The best change for better range

This article was originally published in VSJ, which is now part of Developer Fusion.
Judging by their reaction, VB6 programmers were unprepared for the change to the first version of VB.NET. Part of the problem was caused by the thought that VB.NET was just VB7, and there had been few problems upgrading from VB4 to VB5 and then to VB6 – so why should this be any different?

The answer is that VB6, and most versions of Basic, were created by a process of accretion. Good ideas were added to the language, and if they proved to be useful they stuck, if not they withered. The resulting language was often a logical mess, but its one outstanding feature is that it was easy to use, at least initially.

This is the reason why a language like VB6 excites so much passion. The programmers who use it know that it’s a great language for getting off the starting blocks, and if its approach causes a few problems further on down the track, then so be it. After all, that far into a project we know the technology well enough to fix it. However, programmers standing on the sidelines looking at the language had a rather more disapproving view of its messy syntax and patchy facilities. From their point of view, everything seemed to have been bolted on just to get round some deficit or to patch up an earlier poor decision.

Many VB6 programmers were very aware that the language had problems, and the request made most often for the next version of VB was to make it “fully object-oriented”. It was never clear beforehand what “fully object-oriented” actually implied, but when VB.NET was released it became clear. The new, logical, object-oriented VB.NET could not possibly be 100% backward compatible with VB6. If it were, it would be neither logical nor object-oriented. This implies that VB6 programs cannot work under VB.NET without modification.

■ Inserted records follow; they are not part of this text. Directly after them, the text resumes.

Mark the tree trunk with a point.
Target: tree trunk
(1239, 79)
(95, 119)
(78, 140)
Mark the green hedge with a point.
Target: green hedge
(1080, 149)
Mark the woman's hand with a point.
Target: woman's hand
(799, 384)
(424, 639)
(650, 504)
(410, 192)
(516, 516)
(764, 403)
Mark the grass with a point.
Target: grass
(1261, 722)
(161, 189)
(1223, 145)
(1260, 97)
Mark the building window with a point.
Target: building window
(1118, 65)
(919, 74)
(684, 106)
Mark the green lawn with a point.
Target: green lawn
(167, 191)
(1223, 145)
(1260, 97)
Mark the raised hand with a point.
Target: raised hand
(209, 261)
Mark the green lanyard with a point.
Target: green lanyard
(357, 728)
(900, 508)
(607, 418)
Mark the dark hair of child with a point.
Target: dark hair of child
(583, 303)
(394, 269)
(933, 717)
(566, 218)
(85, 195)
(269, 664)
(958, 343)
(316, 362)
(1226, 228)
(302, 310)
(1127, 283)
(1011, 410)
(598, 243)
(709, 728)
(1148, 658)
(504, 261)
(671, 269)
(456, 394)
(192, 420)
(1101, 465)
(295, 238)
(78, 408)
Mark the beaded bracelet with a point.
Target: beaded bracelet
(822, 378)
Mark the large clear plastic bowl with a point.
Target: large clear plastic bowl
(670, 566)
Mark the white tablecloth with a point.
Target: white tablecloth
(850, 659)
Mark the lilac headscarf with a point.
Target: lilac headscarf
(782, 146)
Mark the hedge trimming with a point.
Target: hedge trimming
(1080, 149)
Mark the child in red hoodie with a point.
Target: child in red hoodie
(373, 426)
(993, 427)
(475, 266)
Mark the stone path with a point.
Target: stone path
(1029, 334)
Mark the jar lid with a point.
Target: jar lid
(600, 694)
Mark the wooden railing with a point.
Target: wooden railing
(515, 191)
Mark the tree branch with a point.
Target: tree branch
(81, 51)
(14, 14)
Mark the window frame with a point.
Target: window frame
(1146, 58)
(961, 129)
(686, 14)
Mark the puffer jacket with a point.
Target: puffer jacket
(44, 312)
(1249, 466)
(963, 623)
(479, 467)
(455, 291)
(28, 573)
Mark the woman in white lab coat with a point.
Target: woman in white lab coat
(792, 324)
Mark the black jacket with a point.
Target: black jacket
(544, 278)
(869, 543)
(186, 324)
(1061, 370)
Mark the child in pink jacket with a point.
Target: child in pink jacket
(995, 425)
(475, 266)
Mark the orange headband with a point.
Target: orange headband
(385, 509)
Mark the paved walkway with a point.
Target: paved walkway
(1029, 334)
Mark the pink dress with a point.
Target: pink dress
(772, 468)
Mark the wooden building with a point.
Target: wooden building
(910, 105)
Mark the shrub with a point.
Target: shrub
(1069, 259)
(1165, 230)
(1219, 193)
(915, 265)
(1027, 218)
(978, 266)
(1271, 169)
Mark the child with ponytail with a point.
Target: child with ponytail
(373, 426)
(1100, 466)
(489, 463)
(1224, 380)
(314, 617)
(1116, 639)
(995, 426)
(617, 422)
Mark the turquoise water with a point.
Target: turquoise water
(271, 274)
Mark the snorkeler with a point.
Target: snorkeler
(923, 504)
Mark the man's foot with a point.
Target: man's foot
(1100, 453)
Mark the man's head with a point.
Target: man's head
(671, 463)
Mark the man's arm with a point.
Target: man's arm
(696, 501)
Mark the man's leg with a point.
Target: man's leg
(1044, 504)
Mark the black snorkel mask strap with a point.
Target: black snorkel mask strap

Unfortunately, the first version of VB.NET lacked many of the features that made programming easy under VB6. It was a clean, logical, powerful language, but many programmers thought that it ignored the requirement for ease of programming in favour of a rigid adherence to principles. The latest version of VB, Visual Basic 2005, has added many of the features that were missing from the first .NET version, and in many ways it is more deserving of the name VB8.

After conversion you may find some lines commented out awaiting your attention

It may well be that VB 2005 is beginning to look more like a true descendent of VB6, rather than C# with a modified syntax, but this doesn’t make it backward compatible. You still have to put some work into converting VB6 programs, and the question is – is this work worth it? It depends on how you go about it. There is an upgrade wizard that will examine your code and report back what can and cannot be converted automatically to .NET. In practice this can vary from 20% to 80% of automatic conversion, depending on the features that the VB6 application makes use of and how well it was written in the first place. It is certainly true that mapping messy code onto clean object-oriented VB 2005 is more difficult than migrating well-constructed code.

It is sometimes suggested that the best way to deal with the problem code is to recode it in VB6 and try the automatic conversion again. My personal view is that this is not the best or most efficient thing to do. Instead, learn VB 2005 and the .NET Framework, and do all your new work on this side of the fence. It has the advantage of allowing you direct optimisation of expression in the target language. You will also “know” the translated code so much better.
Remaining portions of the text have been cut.